Report: Buildings Dept. inspects very few work sites

A massive crane collapsed in Tribeca, killing one person, in early 2016 after it was improperly secured in high winds. Photo by Milo Hess

BY GABE HERMAN | An audit by City Comptroller Scott Stringer of the Department of Building’s inspection methods for construction sites found inadequate oversight in several key areas.

According to Stringer’s office, the audit revealed that “despite a history of inadequate oversight amid multiple construction accidents — D.O.B. could not show that its supervisors performed most of the quality-assurance (QA) reviews of inspections that its own policies require, and a significant number of the reviews that were done did not meet D.O.B.’s own written standards.”

The audit was done over an 18-month period from July 2016 through December 2017. The report was released in late December 2018. D.O.B. monitors the city’s 40,000 construction sites and more than 1 million buildings.

In assessing D.O.B.’s quality-assurance methods, the audit found that GPS reviews, which verify inspectors are actually at the sites they are assigned to inspect, were performed only six out of the required 427 times, or less than 1.5 percent of the time.

The audit also said just 31 percent of required review and training inspections were performed, where a supervisor accompanies an inspector at a site or returns later to recheck the inspector’s work.

And D.O.B. reportedly did no reviews of its supervisors during the audit span, despite the department’s own requirements that 190 reviews should have been done during those 18 months.

Recent construction accidents in the city have included a 2016 crane collapse in Lower Manhattan that killed one and injured three. In March 2008, a crane collapse in Midtown killed seven people. A May 2008 crane collapse on the Upper East Side killed two people.

Multiple D.O.B. officials have been accused of corruption and bribery in the last decade related to inspections, including in 2008, 2015 and 2017.

Investigations into the two crane collapses in 2008 mentioned above found malfeasance on D.O.B.’s part played a role in the disasters. In the March 15, 2008, collapse, at E. 51st St., it was found that a D.O.B. inspector had falsified his route sheet and falsely claimed to have inspected the crane 11 days before the accident. The inspector was convicted of falsifying records and “a pattern of practice” of representing that he was at places where he was not.

Two months after another crane collapse, in May 30, 2008, on E. 91st St., D.O.B.’s assistant chief of its cranes and derricks unit, James Delayo, was arrested for collecting bribes over an eight-year period in exchange for falsely reporting that a crane company’s mobile cranes had been inspected and that its operators had passed practical exams, when in fact no such inspections or exams had been conducted. The charges were not related to the E. 91st St. collapse.

As for the deadly crane collapse in Tribeca in 2016, D.O.B. investigated and found that crane operator was at fault for failing to batten down the machine on the night before the accident, and then lowering its main boom down at an improper angle on an extremely windy day.

Stringer’s audit does not accuse D.O.B. of widespread corruption, or say that inadequate inspections are directly leading to accidents or dangerous conditions. But Stringer’s office said, in a statement, “These oversight failures compromise D.O.B.’s ability to identify weaknesses or nonconformance with D.O.B. policies and to take appropriate measures when issues or concerns are identified, potentially putting New Yorkers’ safety at risk.”

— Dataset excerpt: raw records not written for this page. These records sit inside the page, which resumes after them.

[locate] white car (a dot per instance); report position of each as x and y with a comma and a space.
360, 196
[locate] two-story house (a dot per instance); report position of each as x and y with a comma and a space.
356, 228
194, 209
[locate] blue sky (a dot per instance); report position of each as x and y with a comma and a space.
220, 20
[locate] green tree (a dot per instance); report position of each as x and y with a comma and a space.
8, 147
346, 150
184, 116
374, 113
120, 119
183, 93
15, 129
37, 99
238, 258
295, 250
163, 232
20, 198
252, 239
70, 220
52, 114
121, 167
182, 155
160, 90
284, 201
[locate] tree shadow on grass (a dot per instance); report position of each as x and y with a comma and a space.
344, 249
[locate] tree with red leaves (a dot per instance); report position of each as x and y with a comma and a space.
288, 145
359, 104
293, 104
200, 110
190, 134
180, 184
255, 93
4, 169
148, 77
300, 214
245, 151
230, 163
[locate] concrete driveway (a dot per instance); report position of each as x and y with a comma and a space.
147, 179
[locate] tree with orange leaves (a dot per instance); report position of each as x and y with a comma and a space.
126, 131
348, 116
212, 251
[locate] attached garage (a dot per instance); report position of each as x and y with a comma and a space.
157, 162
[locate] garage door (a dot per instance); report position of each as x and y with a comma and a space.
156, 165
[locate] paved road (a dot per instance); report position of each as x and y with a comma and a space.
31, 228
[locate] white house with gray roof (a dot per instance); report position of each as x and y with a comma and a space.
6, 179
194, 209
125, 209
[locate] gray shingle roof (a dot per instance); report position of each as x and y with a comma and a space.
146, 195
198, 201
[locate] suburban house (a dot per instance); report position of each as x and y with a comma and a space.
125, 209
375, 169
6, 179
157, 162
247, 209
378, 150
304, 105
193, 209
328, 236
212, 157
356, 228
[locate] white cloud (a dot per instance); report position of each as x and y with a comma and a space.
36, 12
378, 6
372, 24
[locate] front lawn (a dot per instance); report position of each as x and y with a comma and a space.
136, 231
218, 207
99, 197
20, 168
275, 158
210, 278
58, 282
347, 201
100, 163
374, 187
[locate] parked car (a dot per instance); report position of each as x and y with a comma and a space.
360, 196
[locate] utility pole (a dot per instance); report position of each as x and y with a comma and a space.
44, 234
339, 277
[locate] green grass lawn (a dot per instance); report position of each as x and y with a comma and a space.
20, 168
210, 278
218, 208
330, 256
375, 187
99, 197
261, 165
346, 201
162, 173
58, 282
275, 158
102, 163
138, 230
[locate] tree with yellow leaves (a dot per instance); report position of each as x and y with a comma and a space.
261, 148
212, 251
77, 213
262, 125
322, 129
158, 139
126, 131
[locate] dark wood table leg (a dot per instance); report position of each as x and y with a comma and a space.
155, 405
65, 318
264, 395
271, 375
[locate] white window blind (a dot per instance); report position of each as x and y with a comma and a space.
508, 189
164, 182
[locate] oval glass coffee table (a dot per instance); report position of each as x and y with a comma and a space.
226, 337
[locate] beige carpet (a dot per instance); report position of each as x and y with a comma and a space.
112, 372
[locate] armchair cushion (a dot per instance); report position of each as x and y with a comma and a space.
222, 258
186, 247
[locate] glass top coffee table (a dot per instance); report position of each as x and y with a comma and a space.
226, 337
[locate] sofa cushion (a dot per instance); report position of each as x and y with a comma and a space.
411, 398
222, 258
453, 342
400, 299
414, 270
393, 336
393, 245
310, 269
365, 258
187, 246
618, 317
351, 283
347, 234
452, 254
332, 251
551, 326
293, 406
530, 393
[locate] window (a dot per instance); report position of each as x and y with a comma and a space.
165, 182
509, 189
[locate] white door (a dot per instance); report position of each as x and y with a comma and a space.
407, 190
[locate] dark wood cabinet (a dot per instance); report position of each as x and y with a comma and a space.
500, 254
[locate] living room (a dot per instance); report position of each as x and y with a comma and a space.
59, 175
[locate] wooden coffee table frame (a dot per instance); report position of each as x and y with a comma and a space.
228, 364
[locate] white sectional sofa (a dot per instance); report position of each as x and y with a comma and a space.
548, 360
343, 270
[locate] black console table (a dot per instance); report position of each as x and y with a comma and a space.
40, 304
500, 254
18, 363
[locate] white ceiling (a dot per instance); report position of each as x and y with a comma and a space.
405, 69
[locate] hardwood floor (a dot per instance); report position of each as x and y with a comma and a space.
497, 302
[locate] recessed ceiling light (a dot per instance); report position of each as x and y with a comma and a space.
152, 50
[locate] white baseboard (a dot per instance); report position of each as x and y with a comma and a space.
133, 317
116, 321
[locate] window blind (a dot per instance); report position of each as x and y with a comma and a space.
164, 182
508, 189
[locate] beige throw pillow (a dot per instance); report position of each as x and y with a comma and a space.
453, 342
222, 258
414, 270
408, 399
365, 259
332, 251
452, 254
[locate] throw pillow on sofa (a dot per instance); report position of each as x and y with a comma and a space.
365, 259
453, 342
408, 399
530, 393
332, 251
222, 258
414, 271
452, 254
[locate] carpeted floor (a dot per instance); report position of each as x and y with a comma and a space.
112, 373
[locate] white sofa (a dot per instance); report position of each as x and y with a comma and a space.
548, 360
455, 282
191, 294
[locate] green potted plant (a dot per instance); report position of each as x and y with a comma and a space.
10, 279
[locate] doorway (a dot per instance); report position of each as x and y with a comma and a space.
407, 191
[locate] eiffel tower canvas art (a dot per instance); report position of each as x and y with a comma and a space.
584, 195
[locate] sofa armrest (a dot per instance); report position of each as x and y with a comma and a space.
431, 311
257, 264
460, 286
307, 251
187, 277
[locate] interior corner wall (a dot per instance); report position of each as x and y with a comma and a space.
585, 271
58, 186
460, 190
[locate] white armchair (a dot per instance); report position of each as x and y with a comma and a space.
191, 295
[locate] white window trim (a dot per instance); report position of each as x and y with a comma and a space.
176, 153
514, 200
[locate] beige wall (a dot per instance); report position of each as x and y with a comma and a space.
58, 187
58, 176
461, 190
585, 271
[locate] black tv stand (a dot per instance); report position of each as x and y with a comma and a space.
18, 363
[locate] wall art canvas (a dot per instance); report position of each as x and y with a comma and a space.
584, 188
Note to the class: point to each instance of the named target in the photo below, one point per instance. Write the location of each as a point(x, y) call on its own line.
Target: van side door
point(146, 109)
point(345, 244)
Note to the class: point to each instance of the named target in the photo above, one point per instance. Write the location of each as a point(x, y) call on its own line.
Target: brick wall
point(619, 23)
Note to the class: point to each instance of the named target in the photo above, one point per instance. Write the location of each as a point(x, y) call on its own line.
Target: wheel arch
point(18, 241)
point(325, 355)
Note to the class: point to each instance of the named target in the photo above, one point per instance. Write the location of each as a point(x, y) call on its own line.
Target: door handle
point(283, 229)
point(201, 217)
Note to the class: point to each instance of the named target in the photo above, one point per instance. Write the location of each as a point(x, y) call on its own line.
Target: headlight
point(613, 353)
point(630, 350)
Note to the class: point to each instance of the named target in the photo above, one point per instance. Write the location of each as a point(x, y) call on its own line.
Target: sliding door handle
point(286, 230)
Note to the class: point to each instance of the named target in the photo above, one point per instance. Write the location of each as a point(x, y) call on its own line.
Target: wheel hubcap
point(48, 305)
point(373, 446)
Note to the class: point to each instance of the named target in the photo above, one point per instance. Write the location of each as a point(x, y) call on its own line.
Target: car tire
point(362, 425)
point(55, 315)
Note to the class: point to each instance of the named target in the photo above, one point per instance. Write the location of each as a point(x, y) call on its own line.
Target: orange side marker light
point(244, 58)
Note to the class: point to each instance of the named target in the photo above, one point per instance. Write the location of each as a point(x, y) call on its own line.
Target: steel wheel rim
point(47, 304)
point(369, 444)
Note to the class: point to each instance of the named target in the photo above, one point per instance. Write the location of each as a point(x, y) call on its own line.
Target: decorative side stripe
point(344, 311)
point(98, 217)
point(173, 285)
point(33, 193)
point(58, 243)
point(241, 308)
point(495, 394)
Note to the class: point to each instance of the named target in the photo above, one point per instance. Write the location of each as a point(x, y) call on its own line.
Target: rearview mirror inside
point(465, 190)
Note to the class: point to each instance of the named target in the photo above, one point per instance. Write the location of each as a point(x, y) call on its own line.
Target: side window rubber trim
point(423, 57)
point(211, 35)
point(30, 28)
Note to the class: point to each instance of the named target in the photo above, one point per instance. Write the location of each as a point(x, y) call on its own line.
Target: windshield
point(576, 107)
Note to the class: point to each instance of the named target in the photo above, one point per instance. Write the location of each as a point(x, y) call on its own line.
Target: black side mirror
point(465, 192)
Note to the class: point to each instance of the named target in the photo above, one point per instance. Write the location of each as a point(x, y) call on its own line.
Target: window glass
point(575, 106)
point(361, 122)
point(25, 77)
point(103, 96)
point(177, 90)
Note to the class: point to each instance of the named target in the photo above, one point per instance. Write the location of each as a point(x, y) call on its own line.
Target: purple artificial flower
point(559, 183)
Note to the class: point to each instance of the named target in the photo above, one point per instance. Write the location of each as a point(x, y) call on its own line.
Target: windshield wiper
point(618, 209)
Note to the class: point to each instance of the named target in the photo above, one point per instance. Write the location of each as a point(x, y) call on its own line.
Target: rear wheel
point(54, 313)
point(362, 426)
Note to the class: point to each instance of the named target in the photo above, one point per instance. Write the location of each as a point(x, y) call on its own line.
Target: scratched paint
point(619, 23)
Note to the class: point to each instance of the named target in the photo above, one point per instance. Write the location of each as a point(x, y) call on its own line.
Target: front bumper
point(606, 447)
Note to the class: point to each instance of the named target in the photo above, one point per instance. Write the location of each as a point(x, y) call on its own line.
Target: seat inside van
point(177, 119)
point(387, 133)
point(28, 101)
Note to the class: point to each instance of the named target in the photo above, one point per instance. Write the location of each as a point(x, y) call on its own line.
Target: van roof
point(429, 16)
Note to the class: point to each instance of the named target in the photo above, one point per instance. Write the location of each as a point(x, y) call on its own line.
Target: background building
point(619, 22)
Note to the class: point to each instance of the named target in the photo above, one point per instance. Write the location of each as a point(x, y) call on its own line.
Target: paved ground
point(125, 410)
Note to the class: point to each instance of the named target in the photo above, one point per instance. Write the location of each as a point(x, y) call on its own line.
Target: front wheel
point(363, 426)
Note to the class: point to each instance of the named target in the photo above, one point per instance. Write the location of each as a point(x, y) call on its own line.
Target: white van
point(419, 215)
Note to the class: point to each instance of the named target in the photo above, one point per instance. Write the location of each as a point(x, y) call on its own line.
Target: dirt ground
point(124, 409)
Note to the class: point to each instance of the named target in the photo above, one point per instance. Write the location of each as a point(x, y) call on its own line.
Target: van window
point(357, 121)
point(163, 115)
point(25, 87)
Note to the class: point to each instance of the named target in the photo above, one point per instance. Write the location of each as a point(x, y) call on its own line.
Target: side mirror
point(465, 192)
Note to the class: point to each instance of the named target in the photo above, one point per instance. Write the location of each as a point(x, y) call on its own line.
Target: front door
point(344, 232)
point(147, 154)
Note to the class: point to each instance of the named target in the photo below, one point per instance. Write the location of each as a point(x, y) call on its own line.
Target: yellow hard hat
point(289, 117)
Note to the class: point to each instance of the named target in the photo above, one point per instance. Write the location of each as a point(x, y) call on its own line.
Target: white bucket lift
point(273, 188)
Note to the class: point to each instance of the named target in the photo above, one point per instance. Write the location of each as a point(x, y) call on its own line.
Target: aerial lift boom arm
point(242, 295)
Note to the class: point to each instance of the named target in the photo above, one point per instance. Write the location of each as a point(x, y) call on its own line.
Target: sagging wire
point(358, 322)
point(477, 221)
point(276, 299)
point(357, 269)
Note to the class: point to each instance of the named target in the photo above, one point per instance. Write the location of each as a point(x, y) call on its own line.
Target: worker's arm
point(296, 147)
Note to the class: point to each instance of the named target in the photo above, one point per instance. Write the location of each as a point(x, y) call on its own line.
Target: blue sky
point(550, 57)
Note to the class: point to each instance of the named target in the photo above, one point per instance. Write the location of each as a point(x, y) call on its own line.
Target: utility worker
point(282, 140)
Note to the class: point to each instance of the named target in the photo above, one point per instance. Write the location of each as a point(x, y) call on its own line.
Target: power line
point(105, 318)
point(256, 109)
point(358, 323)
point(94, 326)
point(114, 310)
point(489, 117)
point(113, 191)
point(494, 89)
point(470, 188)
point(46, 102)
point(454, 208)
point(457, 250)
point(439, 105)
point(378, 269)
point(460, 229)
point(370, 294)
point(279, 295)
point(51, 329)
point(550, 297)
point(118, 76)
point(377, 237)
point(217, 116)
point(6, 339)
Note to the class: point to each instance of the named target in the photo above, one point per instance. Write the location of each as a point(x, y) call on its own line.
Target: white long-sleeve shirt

In a statement about the audit results, Stringer said, in part, “The Department of Buildings has absolutely no excuse for not following its own policies, especially after a history of dangerous accidents under its watch. The agency should be operating with the best possible practices to prevent a potential disaster rather than skirting its own policies.”

The audit made 13 recommendations for the DOB to follow, which include more regular inspections and thorough compiling of inspection results for review.

The audit report includes responses from D.O.B., which disagreed with most of the audit’s findings and recommendations. D.O.B. argued that the department was updating its inspection methods, and that other audit recommendations related to recordkeeping were being addressed through its online portal, DOB NOW.

D.O.B. Commissioner Rick Chandler furthermore disputed that safety was jeopardized by the department’s methods.

“We agree, however, that our process can always be improved,” he said, “and we will continue working to strengthen them.”

D.O.B. told the comptroller’s office that the inspection methods discussed in the audit were “obsolete and being phased out.” But the audit said these were the rules in place at the time of the audit, and that D.O.B. did not say during the audit that its process was changing.

Stringer’s office also said that D.O.B. has not given details about new rules or processes it may be developing or using. The audit said the only change D.O.B. mentioned during the audit was its transition to posting inspection results in its online portal.

As a result, the audit report said, “Thus, we find D.O.B.’s claims regarding its current practices unpersuasive.”


One Response to Report: Buildings Dept. inspects very few work sites

  1. What is the name of this report? Where is a link to it? I don't see it on the Comptroller's website.